Romanian “Bayrob Group” Cybercriminals Convicted in Ohio after 12-Year Scam

According to a press release by the Department of Justice (DoJ), a federal jury in Ohio convicted two Romanian cybercriminals on 21 counts for infecting over a hundred thousand of computers in the U.S. with malware and duping victims out of millions of dollars.

On Thursday, April 11, a federal jury declared two cybercriminals from Bucharest, Romania to be guilty of their involvement in a nefarious scheme in which malware was used to hijack the victims’ personal information i.e. credit card details and other sensitive information, which was later used to cash out on the darknet, to mine cryptocurrencies and other illicit activities.

The Romanian duo – Bogdan Nicolescu (age 36) and Radu Miclaus (age 37) – were convicted by a federal jury in Ohio on Thursday after a 12-day trial. They have been associated with varieties of illicit activities that involve wire fraud, money laundering, identity theft, and other criminal activities. It is also believed that they have been active in in the conspiracy since 2007, when they first developed the malware that scooped up users’ credentials, financial data, personal information and more.

The press release also reveals that the two Romanian and another unnamed co-conspirator who pleaded guilty too were operating the criminal conspiracy from Bucharest, Romania; they have been referred to as the “Bayrob group.” They were sending victims malicious emails. The disseminated malicious emails that consisted of the malware were appearing to be legitimate messages from trusted firms such as Western Union, Norton Antivirus, and the IRS. But when the recipients tried to open the attached file, the furtive malware was unpacked in their computer.

Right after that, the malware started to stealing personal information, credit card details, passwords, the users’ names and even disabled the victims’ malware protection tool as well as blocked the victims’ access to law enforcement websites, presumably to impede any attempt to stop the malware. With the malware-infected harvested emails, the cybercriminals got access and control of more than 400,000 computers.

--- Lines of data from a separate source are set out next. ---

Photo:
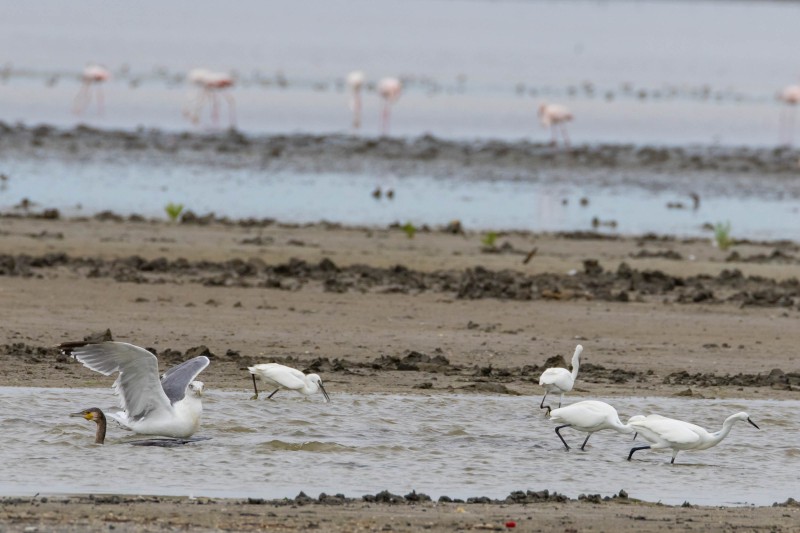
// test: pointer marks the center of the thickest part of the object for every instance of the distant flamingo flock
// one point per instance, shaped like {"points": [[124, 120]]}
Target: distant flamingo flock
{"points": [[212, 87]]}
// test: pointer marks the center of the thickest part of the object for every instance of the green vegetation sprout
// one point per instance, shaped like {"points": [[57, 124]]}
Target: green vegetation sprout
{"points": [[489, 239], [722, 235]]}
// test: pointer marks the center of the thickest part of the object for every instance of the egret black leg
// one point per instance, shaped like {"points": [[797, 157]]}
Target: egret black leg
{"points": [[255, 388], [562, 438], [636, 450]]}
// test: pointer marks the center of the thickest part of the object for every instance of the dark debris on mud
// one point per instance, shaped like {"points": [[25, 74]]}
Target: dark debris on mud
{"points": [[479, 379], [624, 284], [487, 159]]}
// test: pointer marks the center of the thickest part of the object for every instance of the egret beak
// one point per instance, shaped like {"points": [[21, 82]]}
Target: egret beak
{"points": [[328, 398]]}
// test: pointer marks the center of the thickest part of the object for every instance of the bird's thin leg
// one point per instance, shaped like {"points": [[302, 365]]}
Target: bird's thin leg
{"points": [[100, 100], [385, 118], [81, 99], [231, 110], [255, 388], [636, 450], [562, 438], [214, 109], [564, 134]]}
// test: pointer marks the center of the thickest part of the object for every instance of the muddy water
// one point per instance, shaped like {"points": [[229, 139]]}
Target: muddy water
{"points": [[455, 445], [86, 187]]}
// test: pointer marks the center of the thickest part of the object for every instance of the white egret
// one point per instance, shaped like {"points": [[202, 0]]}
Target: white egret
{"points": [[560, 380], [169, 407], [665, 432], [286, 377], [588, 416]]}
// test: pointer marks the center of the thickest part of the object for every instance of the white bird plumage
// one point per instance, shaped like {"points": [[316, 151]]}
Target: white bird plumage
{"points": [[355, 81], [588, 416], [282, 376], [560, 380], [555, 116], [663, 432], [170, 406]]}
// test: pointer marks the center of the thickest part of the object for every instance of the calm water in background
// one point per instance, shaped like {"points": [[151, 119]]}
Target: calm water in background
{"points": [[709, 71], [362, 444], [633, 72]]}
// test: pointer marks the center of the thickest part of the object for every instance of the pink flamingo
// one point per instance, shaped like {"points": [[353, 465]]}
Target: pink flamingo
{"points": [[389, 89], [790, 96], [210, 84], [355, 81], [93, 76], [553, 116]]}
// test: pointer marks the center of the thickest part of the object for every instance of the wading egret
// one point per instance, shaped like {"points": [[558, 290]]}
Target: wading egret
{"points": [[678, 435], [588, 416], [286, 377], [560, 380]]}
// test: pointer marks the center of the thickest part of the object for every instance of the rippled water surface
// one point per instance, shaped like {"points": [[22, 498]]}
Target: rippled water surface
{"points": [[455, 445]]}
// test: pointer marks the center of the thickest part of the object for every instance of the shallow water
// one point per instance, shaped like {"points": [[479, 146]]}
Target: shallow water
{"points": [[362, 444], [547, 204], [641, 72]]}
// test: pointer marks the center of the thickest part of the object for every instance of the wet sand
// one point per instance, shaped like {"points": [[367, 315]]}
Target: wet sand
{"points": [[390, 513], [374, 310]]}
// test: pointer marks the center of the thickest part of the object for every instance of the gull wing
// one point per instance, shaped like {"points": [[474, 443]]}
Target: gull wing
{"points": [[137, 385], [177, 378]]}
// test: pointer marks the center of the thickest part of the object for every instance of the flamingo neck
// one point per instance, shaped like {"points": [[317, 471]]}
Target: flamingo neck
{"points": [[575, 364]]}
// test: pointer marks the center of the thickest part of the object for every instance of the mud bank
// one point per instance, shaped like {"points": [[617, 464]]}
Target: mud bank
{"points": [[522, 510]]}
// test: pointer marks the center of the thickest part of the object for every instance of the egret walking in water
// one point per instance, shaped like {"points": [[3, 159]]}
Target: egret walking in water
{"points": [[355, 82], [555, 116], [93, 76], [588, 416], [389, 89], [286, 377], [678, 435], [170, 406], [560, 380]]}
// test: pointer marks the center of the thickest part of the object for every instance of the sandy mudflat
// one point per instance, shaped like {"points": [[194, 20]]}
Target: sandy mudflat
{"points": [[373, 310]]}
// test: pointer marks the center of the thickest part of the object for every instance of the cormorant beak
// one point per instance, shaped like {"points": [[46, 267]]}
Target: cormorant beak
{"points": [[324, 393]]}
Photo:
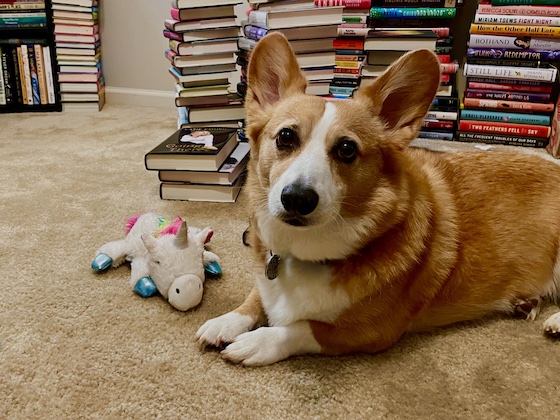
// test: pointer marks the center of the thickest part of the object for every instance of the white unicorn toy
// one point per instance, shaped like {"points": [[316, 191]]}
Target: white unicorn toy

The Bayrob group reportedly used the processing power of these computers for crypto mining, a known cyber-criminal act dubbed as “crypto-jacking.” Moreover, whenever the victim visited payment websites such PayPal and other e-commerce or social media websites, the defendants would redirect them directly to similar phishing sites they had created, stealing their usernames and password and then payment details. They had also created fake webpages inside these phishing sites that include 1,000 fraudulent listings for automobiles, motorcycles and more supposedly on eBay, to make them look legitimate and thus manipulate the victims to trust their websites and dupe them.

The malware was also capable of copying emails from the victims’ contact lists and consequently sent those contacts malicious emails as well. According to the DoJ, the Bayrob group unearthed more than 100,000 email accounts and successfully sent tens of millions of malicious emails.

The stolen money then laundered by “money transfer agents” who transferred the money through all sorts of shell companies and then to Romanian offices of Western Union or Money Gram from where the defendants collected the money. “This scam resulted in a loss of millions of dollars,” according to the press release.